Uma das utilizações mais frequentes do pavilhão nacional tem lugar nas competições desportivas internacionais, como forma de identificação e afirmação do país perante o mundo, como sucede nos jogos olímpicos, provas europeias e mundiais de futebol e muitas outras modalidades. Por vezes, acontece também em provas internacionais onde Portugal está representado por equipas de clubes ou atletas individuais. Não vem mal daí ao mundo.
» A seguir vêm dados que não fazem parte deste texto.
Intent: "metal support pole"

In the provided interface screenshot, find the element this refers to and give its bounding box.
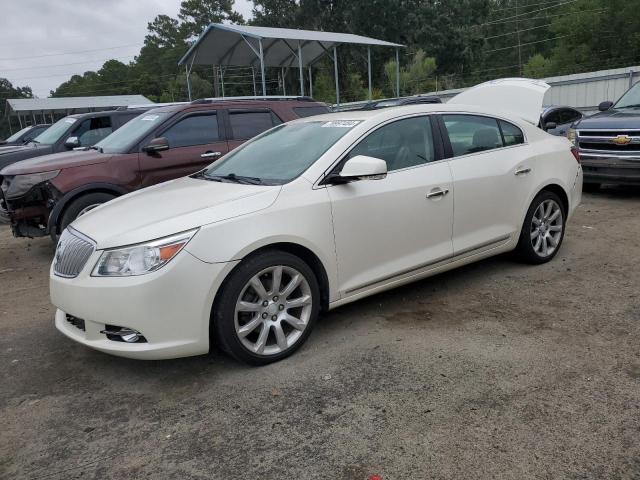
[220,65,224,98]
[333,47,340,106]
[367,47,371,100]
[298,42,304,97]
[184,64,191,101]
[282,67,287,97]
[396,48,400,97]
[258,39,267,97]
[251,65,258,97]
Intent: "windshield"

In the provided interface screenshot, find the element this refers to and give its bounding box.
[94,113,169,153]
[613,82,640,108]
[33,117,77,145]
[203,120,359,185]
[5,126,33,142]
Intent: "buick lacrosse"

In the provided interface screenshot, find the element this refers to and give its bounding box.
[50,79,582,364]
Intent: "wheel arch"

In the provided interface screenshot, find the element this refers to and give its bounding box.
[211,241,330,318]
[47,183,128,234]
[531,183,570,216]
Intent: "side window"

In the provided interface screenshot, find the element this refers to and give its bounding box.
[161,113,220,148]
[349,117,435,172]
[442,115,503,157]
[500,120,524,147]
[229,111,282,140]
[71,117,113,147]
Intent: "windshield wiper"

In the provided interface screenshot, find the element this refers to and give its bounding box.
[202,173,262,185]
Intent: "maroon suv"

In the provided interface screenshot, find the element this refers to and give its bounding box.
[0,97,328,239]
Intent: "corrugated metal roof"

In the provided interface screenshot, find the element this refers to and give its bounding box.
[178,23,404,67]
[7,95,153,112]
[428,66,640,113]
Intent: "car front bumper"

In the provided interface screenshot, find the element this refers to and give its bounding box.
[50,250,235,360]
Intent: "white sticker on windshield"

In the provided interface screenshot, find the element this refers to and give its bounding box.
[322,120,360,128]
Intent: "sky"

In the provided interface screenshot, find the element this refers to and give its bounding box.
[0,0,252,98]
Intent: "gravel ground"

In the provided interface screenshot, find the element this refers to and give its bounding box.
[0,189,640,480]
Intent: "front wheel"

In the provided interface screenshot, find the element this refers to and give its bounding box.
[212,251,320,365]
[516,190,566,264]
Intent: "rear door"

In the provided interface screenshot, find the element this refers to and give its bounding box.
[140,110,229,187]
[227,108,282,150]
[440,113,534,255]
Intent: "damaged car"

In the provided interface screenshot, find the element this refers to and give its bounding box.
[0,97,328,241]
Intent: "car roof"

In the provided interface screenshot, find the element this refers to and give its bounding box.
[144,97,328,113]
[292,103,531,125]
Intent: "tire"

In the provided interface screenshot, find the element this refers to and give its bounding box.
[210,250,320,365]
[516,190,567,265]
[56,192,116,234]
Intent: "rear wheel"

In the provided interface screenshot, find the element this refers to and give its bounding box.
[516,190,566,264]
[51,192,116,242]
[212,251,320,365]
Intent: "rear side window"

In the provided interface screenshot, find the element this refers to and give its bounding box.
[229,111,282,140]
[500,120,524,147]
[72,117,113,147]
[293,105,329,118]
[162,113,220,148]
[442,115,503,157]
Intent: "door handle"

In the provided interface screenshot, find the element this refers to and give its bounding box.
[427,187,449,198]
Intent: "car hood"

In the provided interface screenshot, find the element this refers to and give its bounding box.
[574,108,640,130]
[2,150,111,175]
[0,143,53,170]
[447,78,551,125]
[72,177,282,249]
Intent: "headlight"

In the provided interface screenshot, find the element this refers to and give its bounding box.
[4,170,60,199]
[91,228,198,277]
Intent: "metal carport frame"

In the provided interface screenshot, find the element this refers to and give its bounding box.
[178,23,404,104]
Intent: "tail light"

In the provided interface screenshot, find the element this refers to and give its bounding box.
[571,147,580,163]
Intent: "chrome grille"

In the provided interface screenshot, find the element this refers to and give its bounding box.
[53,228,95,278]
[577,129,640,160]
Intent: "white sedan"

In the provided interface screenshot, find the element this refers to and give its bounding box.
[50,79,582,364]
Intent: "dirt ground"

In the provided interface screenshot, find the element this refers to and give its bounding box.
[0,189,640,480]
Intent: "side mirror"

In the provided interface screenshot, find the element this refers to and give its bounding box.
[142,137,169,154]
[64,137,80,149]
[598,100,613,112]
[336,155,387,183]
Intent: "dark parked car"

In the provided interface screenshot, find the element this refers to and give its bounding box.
[539,106,584,137]
[0,105,153,169]
[0,123,51,147]
[0,97,329,238]
[568,82,640,190]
Porém, nos últimos anos tem vindo a verificar-se uma tendência da extrema-direita para assumir a bandeira nacional como símbolo próprio contra o restante espectro político, abrindo assim caminho a uma perversão do próprio símbolo, o qual representa a totalidade do país. A captura da simbologia nacional por uma fação política não deixa de ser uma agressão contra o país que se diz defender, mas também contra a sua história e todos quantos não se enquadram nesse campo ideológico específico.
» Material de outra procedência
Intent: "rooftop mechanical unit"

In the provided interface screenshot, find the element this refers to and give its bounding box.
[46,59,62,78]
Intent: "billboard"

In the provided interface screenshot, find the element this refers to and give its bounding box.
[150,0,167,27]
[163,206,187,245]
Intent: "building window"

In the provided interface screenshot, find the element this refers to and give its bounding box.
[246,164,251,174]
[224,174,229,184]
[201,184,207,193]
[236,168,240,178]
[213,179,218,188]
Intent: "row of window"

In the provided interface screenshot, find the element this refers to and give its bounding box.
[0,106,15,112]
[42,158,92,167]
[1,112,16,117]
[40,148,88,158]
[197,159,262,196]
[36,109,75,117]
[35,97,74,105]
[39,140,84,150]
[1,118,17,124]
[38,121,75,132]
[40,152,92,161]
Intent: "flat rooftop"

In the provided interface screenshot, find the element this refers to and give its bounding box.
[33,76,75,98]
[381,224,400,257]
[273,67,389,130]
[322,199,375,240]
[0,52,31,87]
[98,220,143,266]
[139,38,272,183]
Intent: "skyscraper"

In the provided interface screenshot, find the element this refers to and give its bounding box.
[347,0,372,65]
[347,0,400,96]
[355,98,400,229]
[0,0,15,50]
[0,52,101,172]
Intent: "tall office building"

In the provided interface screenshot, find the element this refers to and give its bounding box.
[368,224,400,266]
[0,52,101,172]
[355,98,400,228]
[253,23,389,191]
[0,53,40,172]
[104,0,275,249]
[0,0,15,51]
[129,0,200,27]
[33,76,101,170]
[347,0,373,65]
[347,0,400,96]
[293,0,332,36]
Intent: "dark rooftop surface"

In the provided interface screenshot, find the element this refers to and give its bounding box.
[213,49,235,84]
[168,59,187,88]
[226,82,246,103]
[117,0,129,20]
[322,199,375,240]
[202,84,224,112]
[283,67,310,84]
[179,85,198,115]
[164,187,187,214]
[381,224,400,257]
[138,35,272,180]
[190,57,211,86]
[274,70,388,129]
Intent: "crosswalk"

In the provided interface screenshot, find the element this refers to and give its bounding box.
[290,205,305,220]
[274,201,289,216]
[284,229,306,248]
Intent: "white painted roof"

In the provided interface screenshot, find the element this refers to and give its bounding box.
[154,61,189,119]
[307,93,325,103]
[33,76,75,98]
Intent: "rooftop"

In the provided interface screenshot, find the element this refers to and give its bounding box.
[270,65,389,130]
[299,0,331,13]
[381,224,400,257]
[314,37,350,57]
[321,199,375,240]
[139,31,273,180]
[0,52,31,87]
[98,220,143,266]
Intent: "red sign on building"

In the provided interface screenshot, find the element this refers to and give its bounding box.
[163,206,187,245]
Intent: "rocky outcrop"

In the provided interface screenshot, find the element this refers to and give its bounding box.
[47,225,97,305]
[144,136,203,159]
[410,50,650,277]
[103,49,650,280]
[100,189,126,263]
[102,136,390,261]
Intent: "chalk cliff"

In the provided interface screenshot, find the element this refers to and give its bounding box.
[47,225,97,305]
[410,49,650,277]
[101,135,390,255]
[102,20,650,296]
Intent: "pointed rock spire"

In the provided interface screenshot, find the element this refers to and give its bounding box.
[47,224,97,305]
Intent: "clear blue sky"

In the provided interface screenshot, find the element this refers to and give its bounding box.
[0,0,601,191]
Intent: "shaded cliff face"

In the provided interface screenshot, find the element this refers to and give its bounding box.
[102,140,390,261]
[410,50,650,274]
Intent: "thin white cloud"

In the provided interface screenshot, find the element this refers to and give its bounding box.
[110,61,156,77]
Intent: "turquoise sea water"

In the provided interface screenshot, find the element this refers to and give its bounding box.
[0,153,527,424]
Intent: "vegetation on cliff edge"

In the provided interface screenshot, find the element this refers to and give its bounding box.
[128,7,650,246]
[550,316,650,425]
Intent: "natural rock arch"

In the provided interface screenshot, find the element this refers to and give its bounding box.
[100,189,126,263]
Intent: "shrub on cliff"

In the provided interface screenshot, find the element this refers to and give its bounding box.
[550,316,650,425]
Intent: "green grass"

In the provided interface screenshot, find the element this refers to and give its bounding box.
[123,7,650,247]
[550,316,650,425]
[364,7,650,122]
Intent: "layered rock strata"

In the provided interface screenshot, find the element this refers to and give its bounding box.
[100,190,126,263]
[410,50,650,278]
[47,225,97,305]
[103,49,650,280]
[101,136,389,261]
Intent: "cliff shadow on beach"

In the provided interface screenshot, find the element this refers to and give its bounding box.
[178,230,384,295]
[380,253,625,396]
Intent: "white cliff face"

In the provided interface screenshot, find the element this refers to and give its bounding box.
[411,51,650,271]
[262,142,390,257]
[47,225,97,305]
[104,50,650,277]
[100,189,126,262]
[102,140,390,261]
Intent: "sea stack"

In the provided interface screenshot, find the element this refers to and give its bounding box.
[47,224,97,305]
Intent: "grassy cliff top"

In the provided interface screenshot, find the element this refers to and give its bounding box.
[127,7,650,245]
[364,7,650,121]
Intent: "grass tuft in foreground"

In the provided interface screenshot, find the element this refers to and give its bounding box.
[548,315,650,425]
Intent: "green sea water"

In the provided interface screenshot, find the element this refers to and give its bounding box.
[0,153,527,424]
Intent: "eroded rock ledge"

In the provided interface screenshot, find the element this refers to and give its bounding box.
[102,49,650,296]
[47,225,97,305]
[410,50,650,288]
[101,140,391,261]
Este fenómeno está presente em várias partes do mundo, incluindo Portugal. Veja-se o caso paradigmático do Brasil, onde não apenas o pavilhão nacional mas até a camisola da seleção nacional de futebol foi elevada à condição de estandarte político.
No fundo, tal expediente parece ser uma forma de sublinhar um certo nacionalismo, talvez em oposição a um determinado internacionalismo que lhe está nos antípodas. Precisamos de patriotismo e não de nacionalismo. O amor à pátria não é o mesmo do que a defesa de uma etnia ou nacionalidade. Amar a pátria é identificar-se com a sua totalidade, todos os seus filhos e mesmo aqueles que, sendo de outras origens, nela vivem e trabalham contribuindo assim para a sua prosperidade.
O patriotismo assenta numa lógica de inclusão; já o nacionalismo é estruturalmente excludente, não apenas dos estrangeiros, dos migrantes e refugiados, mas até dos nacionais que não pensam da mesma forma e se sintonizam noutros quadrantes ideológicos. A pátria é uma mãe com muitos filhos e a todos recolhe debaixo das suas asas, e, quando não é assim, o país fica ferido por uma ideia de superioridade em que uns desconsideram os outros.
Se atendermos a que a Constituição portuguesa estabelece a bandeira nacional como “símbolo da soberania da República, da independência, unidade e integridade de Portugal” (art. 11º), não se pode aceitar que seja utilizada justamente para dividir os portugueses entre bons e maus. Aliás, a própria expressão “portugueses de bem” é uma aberração em si mesma.
Como símbolo do país todo, a bandeira nacional não deve ser utilizada de qualquer maneira. Isabel Amaral, presidente emérita da Associação Portuguesa de Estudos de Protocolo, diz que “a bandeira nacional não é um adereço”, mas também não deve ser usada apenas para conferir credibilidade a um evento.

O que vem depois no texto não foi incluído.